Since we are looking at a potential bear market, meaning loading up on short positions, should the indices close below their 200 SMA's, I thought it would be prudent to discuss margin accounts. You will need to have one if you plan to short sell stocks.
The Good, the Bad, and the Ugly of Margin Accounts
The Good
The good is obvious: when you want to make a purchase, the cash is available to do so. There is no worry about the settlement period and you are free to trade as frequently as desired.
The Bad
The bad is often overlooked. You are buying stock with money that you do not have or, if shorting, borrowing shares that you do not own. At some point, you will have to pay the money/shares back with an interest payment.
The Ugly
The ugly part is when you borrow money to buy a stock and that stock goes down, or up if you borrowed shares to short. Not only are you looking at a losing trading, but it is on borrowed money/shares. You have to pay back the loan and you can not sell or cover the stock for what you paid for it. That situation can get ugly fast.

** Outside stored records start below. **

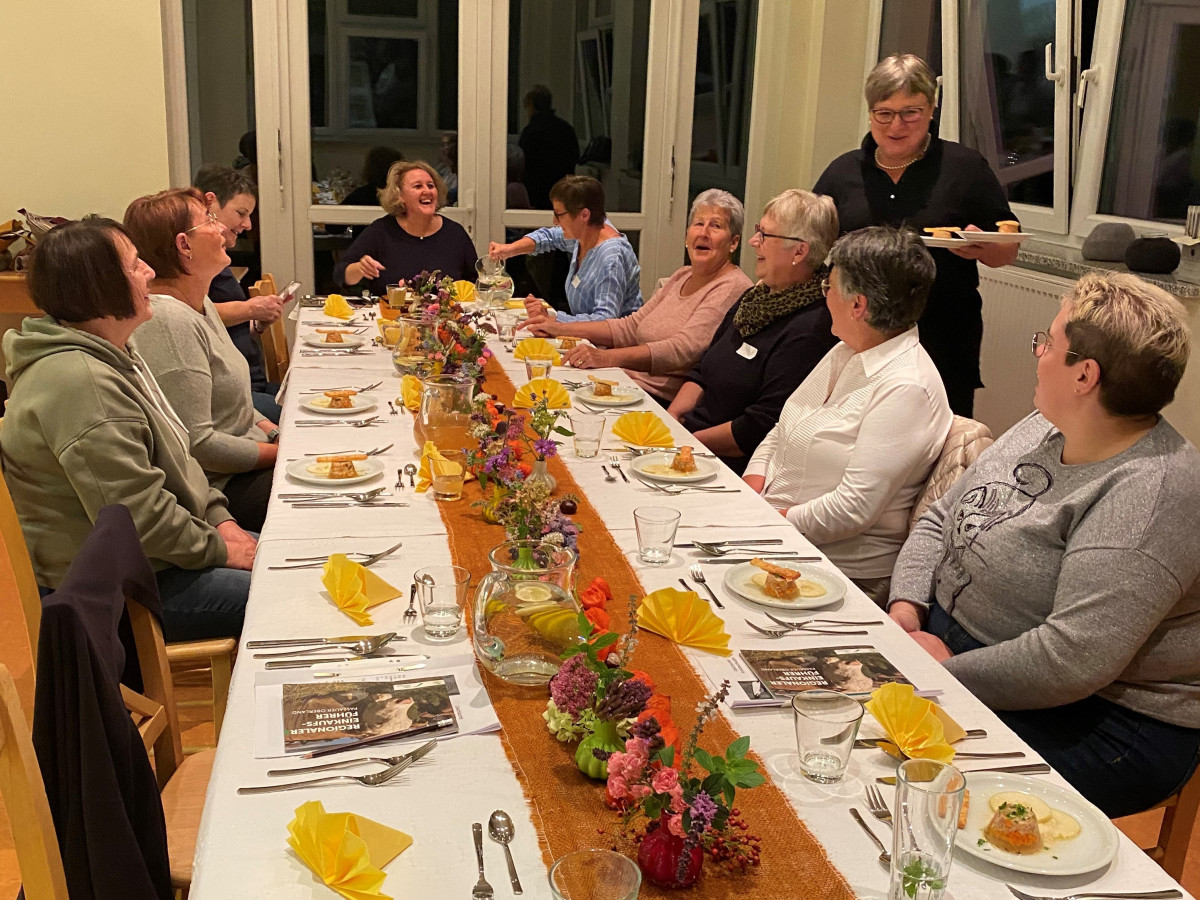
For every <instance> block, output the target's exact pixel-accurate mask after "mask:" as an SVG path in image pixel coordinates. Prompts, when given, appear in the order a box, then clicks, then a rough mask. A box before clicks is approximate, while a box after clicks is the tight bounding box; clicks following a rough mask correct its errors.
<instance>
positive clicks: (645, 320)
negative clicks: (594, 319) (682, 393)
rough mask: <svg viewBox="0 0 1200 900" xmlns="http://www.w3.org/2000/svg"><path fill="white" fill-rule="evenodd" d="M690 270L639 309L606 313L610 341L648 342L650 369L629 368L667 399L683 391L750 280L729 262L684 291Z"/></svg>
mask: <svg viewBox="0 0 1200 900" xmlns="http://www.w3.org/2000/svg"><path fill="white" fill-rule="evenodd" d="M690 275H691V266H690V265H685V266H683V268H682V269H679V271H677V272H676V274H674V275H672V276H671V277H670V278H667V281H666V283H665V284H662V287H660V288H659V289H658V290H655V292H654V296H652V298H650V299H649V301H648V302H647V304H646V306H643V307H642V308H641V310H638V311H637V312H634V313H631V314H629V316H624V317H622V318H619V319H608V330H610V331H612V344H611V346H612V347H634V346H637V344H646V346H647V347H648V348H649V350H650V371H649V372H634V371H629V376H630V378H632V379H634V380H635V382H637V383H638V384H640V385H642V388H644V389H646V390H648V391H649V392H650V394H653V395H655V396H656V397H662V398H664V400H673V398H674V395H676V394H678V392H679V388H680V385H683V383H684V380H685V377H686V374H688V372H690V371H691V367H692V366H695V365H696V364H697V362H698V361H700V358H701V356H702V355H703V354H704V350H707V349H708V344H710V343H712V342H713V334H714V332H715V331H716V326H718V325H720V324H721V319H724V318H725V313H727V312H728V311H730V307H731V306H733V304H736V302H737V300H738V298H739V296H742V294H744V293H745V290H746V288H749V287H750V284H751V281H750V278H748V277H746V275H745V272H743V271H742V270H740V269H738V268H736V266H730V268H728V269H727V270H726V271H725V272H724V274H722V275H721V276H720V277H719V278H714V280H713V281H710V282H708V284H706V286H704V287H703V288H701V289H700V290H697V292H695V293H692V294H689V295H688V296H683V295H682V294H680V293H679V292H680V290H682V289H683V286H684V283H685V282H686V281H688V277H689V276H690ZM626 371H628V370H626Z"/></svg>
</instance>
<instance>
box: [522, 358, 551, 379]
mask: <svg viewBox="0 0 1200 900" xmlns="http://www.w3.org/2000/svg"><path fill="white" fill-rule="evenodd" d="M553 368H554V358H553V356H526V376H527V377H528V380H530V382H532V380H533V379H534V378H550V373H551V371H552V370H553Z"/></svg>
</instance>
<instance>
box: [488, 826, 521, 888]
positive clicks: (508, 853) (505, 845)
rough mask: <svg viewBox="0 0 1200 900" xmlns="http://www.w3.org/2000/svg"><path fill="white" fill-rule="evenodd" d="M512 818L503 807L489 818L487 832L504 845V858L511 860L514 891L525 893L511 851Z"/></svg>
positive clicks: (509, 867)
mask: <svg viewBox="0 0 1200 900" xmlns="http://www.w3.org/2000/svg"><path fill="white" fill-rule="evenodd" d="M512 832H514V828H512V820H511V818H509V814H508V812H505V811H504V810H502V809H498V810H496V812H493V814H492V817H491V818H488V820H487V833H488V834H490V835H492V840H493V841H497V842H498V844H500V845H503V846H504V858H505V859H508V860H509V881H511V882H512V893H514V894H521V893H524V892H522V889H521V878H518V877H517V868H516V865H515V864H514V863H512V853H511V852H510V851H509V841H510V840H512Z"/></svg>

During the Internet bubble, there were very loose requirements on margin borrowing. Investors borrowed many times the value of their account. The Internet bust wiped out a lot of investors who were on margin. Fortunately, we now have some very strict margin requirements to protect those who would otherwise use margin foolishly.
Margin Requirements
The SEC and brokerage firms now require you to have a certain amount of equity in your account to balance the debt load from margin borrowing. The broker requirement is typically called a “house” requirement. The SEC requirement is typically called an “exchange” requirement.
When you overextend your buying power, you face a margin call. You can get yourself into this situation by borrowing money and having your positions decline on you, thus giving you less equity. You have 5 days to settle the imbalance within your account. If you fail to do so, your broker will likely take action to cover the balance by selling shares in your account to get you back into a favorable equity position. In these cases, the brokerage will sell your stocks and may not make the best selling decisions. Instead, they take the “sell anything at any price” approach, selling however many shares required to cover your debt.

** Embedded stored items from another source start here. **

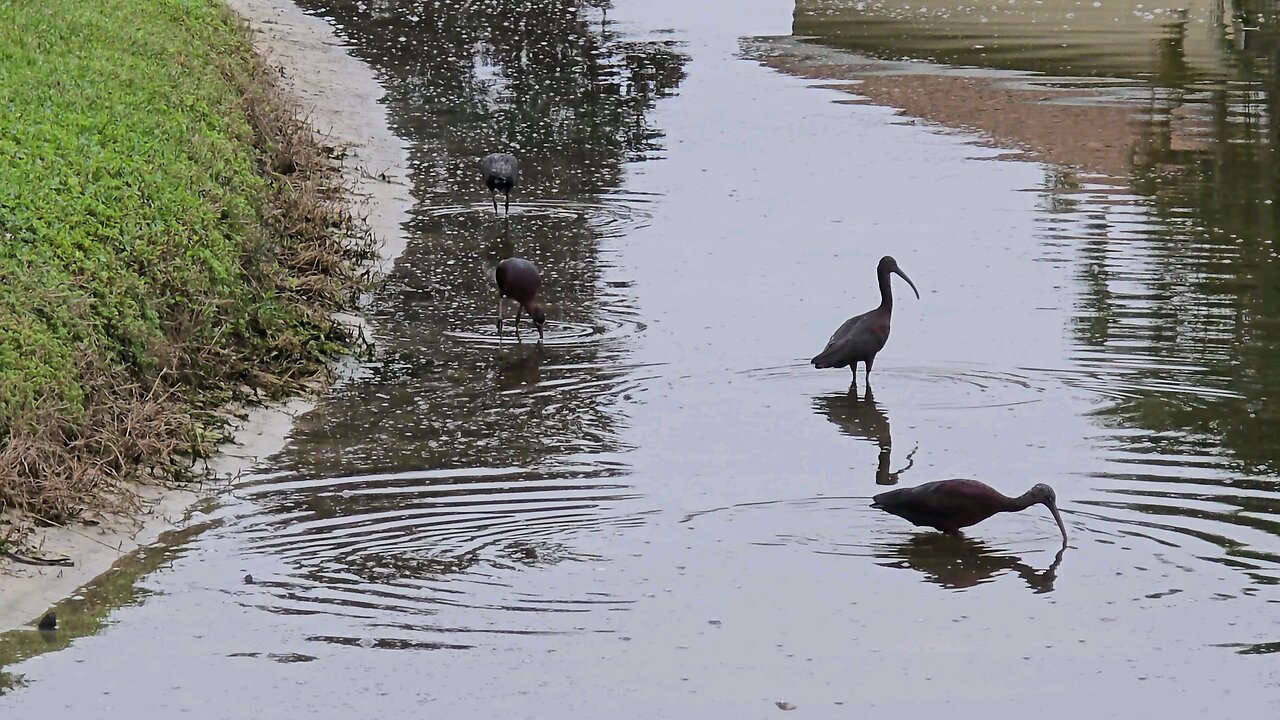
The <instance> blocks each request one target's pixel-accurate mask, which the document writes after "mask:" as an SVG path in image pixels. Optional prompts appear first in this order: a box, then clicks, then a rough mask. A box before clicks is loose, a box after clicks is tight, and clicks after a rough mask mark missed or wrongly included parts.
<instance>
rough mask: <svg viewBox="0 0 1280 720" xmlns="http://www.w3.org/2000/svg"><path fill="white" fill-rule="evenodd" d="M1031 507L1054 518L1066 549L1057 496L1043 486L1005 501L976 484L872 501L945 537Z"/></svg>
mask: <svg viewBox="0 0 1280 720" xmlns="http://www.w3.org/2000/svg"><path fill="white" fill-rule="evenodd" d="M1032 505H1043V506H1044V507H1048V511H1050V512H1052V514H1053V520H1056V521H1057V529H1059V530H1061V532H1062V546H1064V547H1065V546H1066V525H1064V524H1062V516H1061V515H1059V512H1057V496H1056V495H1055V493H1053V488H1051V487H1048V486H1046V484H1044V483H1038V484H1036V486H1034V487H1032V489H1029V491H1027V492H1024V493H1023V495H1020V496H1018V497H1007V496H1005V495H1001V493H1000V492H997V491H996V489H995V488H993V487H991V486H988V484H986V483H979V482H978V480H964V479H955V480H934V482H932V483H924V484H923V486H915V487H914V488H900V489H891V491H888V492H882V493H879V495H877V496H876V497H873V498H872V507H878V509H879V510H883V511H886V512H888V514H891V515H897V516H899V518H904V519H906V520H910V521H911V523H913V524H915V525H920V527H924V528H934V529H938V530H942V532H943V533H948V534H959V533H960V528H968V527H969V525H977V524H978V523H982V521H983V520H986V519H987V518H991V516H992V515H995V514H996V512H1016V511H1019V510H1027V509H1028V507H1030V506H1032Z"/></svg>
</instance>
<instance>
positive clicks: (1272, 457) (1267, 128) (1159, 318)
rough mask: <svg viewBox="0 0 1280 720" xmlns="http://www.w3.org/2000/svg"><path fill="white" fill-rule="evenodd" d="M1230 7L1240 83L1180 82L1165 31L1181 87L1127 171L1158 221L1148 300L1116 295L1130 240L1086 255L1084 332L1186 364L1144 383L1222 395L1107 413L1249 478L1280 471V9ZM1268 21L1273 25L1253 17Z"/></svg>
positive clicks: (1154, 373)
mask: <svg viewBox="0 0 1280 720" xmlns="http://www.w3.org/2000/svg"><path fill="white" fill-rule="evenodd" d="M1234 10H1235V12H1234V15H1235V17H1236V18H1240V17H1243V18H1245V19H1244V20H1243V22H1240V20H1238V22H1235V23H1234V26H1235V28H1234V29H1231V26H1229V24H1228V23H1225V22H1224V23H1220V24H1219V26H1217V28H1216V32H1217V33H1219V36H1220V37H1219V42H1217V47H1219V51H1220V53H1222V54H1224V56H1225V59H1226V60H1228V61H1226V63H1225V64H1226V65H1228V67H1230V68H1233V77H1231V78H1230V79H1231V82H1225V83H1213V85H1206V86H1197V85H1190V83H1188V85H1181V86H1176V82H1187V78H1185V77H1184V76H1183V74H1181V73H1180V72H1179V68H1180V67H1181V65H1183V64H1184V61H1183V60H1180V58H1179V55H1178V53H1176V49H1178V44H1176V38H1178V37H1179V33H1180V32H1185V31H1180V29H1179V23H1176V22H1175V23H1172V24H1171V26H1170V35H1169V41H1167V42H1166V44H1165V45H1162V46H1161V60H1162V67H1164V68H1166V76H1169V79H1170V85H1171V86H1172V87H1171V90H1170V91H1169V92H1167V94H1166V95H1164V96H1161V97H1160V99H1158V100H1156V101H1153V105H1152V118H1151V120H1149V122H1147V123H1142V124H1140V126H1138V127H1139V132H1140V133H1142V137H1140V141H1139V143H1138V146H1137V152H1135V155H1134V163H1133V168H1132V173H1130V182H1132V184H1133V187H1134V190H1137V191H1138V192H1140V193H1142V195H1143V196H1147V197H1149V199H1151V200H1149V208H1151V211H1152V214H1153V215H1155V218H1156V219H1157V220H1158V222H1157V223H1155V224H1153V225H1151V227H1149V229H1148V231H1147V232H1146V233H1144V236H1143V237H1142V238H1140V240H1142V242H1143V243H1144V252H1146V254H1148V256H1149V260H1148V263H1149V264H1151V268H1149V269H1148V270H1146V272H1143V273H1142V275H1143V277H1142V278H1140V279H1142V281H1143V284H1144V288H1143V292H1142V295H1140V297H1137V299H1135V297H1133V295H1116V293H1114V292H1112V291H1111V290H1110V288H1114V287H1115V286H1116V281H1120V279H1121V278H1123V275H1125V274H1132V273H1133V272H1134V268H1133V266H1132V264H1130V263H1129V261H1128V260H1126V258H1128V254H1126V252H1123V251H1119V252H1117V251H1116V250H1117V247H1116V245H1117V243H1120V242H1123V240H1111V241H1108V242H1107V243H1106V245H1098V246H1094V247H1089V249H1085V256H1087V259H1088V263H1087V272H1088V275H1089V278H1092V279H1091V282H1087V283H1085V286H1087V288H1088V290H1089V292H1088V296H1087V297H1085V299H1084V302H1085V304H1087V305H1089V306H1092V307H1093V314H1094V315H1096V316H1094V319H1092V320H1088V322H1083V320H1082V325H1080V328H1079V331H1080V333H1082V338H1083V340H1084V341H1085V343H1087V345H1088V346H1089V347H1091V348H1093V350H1096V351H1100V352H1111V351H1112V350H1114V348H1119V351H1120V352H1128V351H1130V350H1132V348H1133V347H1134V346H1135V341H1140V343H1142V346H1144V350H1146V352H1147V354H1149V355H1151V356H1153V357H1161V359H1172V360H1176V361H1179V364H1180V365H1183V366H1184V368H1172V369H1171V368H1167V366H1158V368H1157V366H1152V368H1149V369H1148V368H1142V366H1135V368H1132V369H1130V370H1132V372H1133V373H1134V374H1135V377H1137V378H1139V379H1140V382H1143V383H1144V384H1147V386H1160V384H1164V383H1167V382H1169V380H1171V379H1172V380H1179V382H1180V383H1181V384H1185V386H1189V387H1204V388H1208V389H1215V391H1220V392H1217V393H1215V395H1212V396H1208V395H1206V396H1199V397H1190V396H1185V395H1181V396H1179V395H1170V393H1166V392H1158V391H1140V392H1138V393H1134V395H1135V396H1134V397H1128V398H1121V400H1119V401H1117V402H1116V404H1115V406H1114V407H1111V409H1108V410H1107V415H1110V416H1115V418H1117V419H1125V420H1126V421H1132V419H1135V420H1137V421H1138V423H1139V424H1142V425H1146V427H1149V428H1153V429H1157V430H1175V432H1178V433H1179V436H1180V437H1167V436H1166V437H1165V442H1162V448H1161V451H1162V452H1167V451H1169V450H1170V445H1174V446H1178V445H1181V446H1183V450H1184V451H1188V452H1212V448H1213V447H1215V446H1217V445H1221V446H1224V447H1226V448H1230V451H1231V452H1233V454H1234V455H1235V456H1236V457H1239V459H1240V460H1243V461H1244V462H1245V464H1247V465H1248V466H1249V468H1252V469H1256V470H1257V471H1263V473H1271V474H1274V473H1276V471H1280V438H1277V437H1276V434H1275V432H1274V428H1275V427H1276V421H1277V420H1280V411H1277V409H1276V405H1275V404H1274V402H1268V400H1267V398H1270V397H1274V396H1275V393H1276V392H1277V391H1280V364H1276V363H1275V361H1274V357H1275V352H1276V348H1280V265H1277V263H1276V255H1275V247H1274V245H1272V243H1274V242H1275V238H1276V237H1277V234H1280V192H1277V190H1280V163H1277V158H1276V143H1277V140H1280V123H1277V119H1280V102H1277V91H1280V87H1277V82H1280V79H1277V78H1280V32H1277V29H1280V12H1277V10H1275V9H1272V8H1271V6H1270V5H1268V4H1266V5H1263V4H1253V3H1236V4H1234ZM1260 15H1265V17H1266V22H1261V23H1258V22H1254V20H1251V18H1258V17H1260ZM1251 22H1253V24H1249V23H1251ZM1245 33H1247V35H1248V40H1247V41H1243V35H1245ZM1233 35H1234V37H1233ZM1175 81H1176V82H1175ZM1117 259H1119V260H1117ZM1135 316H1143V318H1148V319H1149V320H1157V322H1144V323H1140V325H1139V324H1137V323H1133V322H1132V320H1129V319H1130V318H1135ZM1175 375H1181V377H1175ZM1153 450H1155V448H1153Z"/></svg>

When we short positions, a margin account is needed because you are borrowing shares to sell short. You are borrowing something that you do not own and then selling it. The broker requires you to borrow from them on margin.
When using margin, you must be a very disciplined trader. Having a margin account can make all the difference in the world when you want to swing trade or short stocks in a declining market. Without margin, you are left on the sidelines during the settlement period. That is not the place you want to be if there is a sudden down draft in the markets or in a Bull market for that matter. Margin is a great tool if you know how to use it and if you are an active trader. You need a margin account to be effective.